Посмотри! Посмотри! Кора не монолитна! Там, откуда тянутся щупальца, есть зазоры! Там мягкая сердцевина!
Порождение воет, стонет и даже трещит, как раскалываемое зимними морозами, Дей хватается за корону, ладонь обжигает болотный огонек. Держись! Держись! Тебе нельзя разжимать пальцы и падать! Дерево по-прежнему стонет и пытается дотянуться до моего Дея!
И где же Бранн, когда ему следует быть тут?..

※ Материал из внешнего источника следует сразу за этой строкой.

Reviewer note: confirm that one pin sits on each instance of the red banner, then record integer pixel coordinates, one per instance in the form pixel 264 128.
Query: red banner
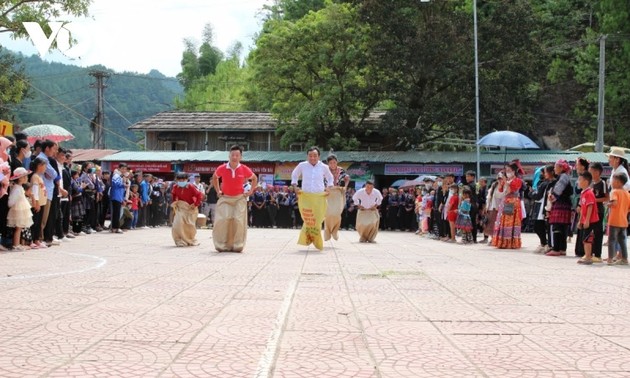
pixel 208 168
pixel 146 166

А, вот он, спешит, оставляя за своей спиной вторую, чадящую в небо деревяшку. Он оказывается рядом быстро, и живой, естественный огонь с конца его факела проникает туда, где блестит нанесённая Деем рана. Болотник содрогается, болотные огоньки короны гаснут, Дей спрыгивает рядом с неблагим, а деревяшка неожиданно уходит под воду — это опускается в глубину живой ковер тел.
Мой волк раньше понимает, в чем дело, хватает Бранна под локоть, тащит туда, где еще можно удержаться на поверхности. Да, в непосредственной близости Трясины.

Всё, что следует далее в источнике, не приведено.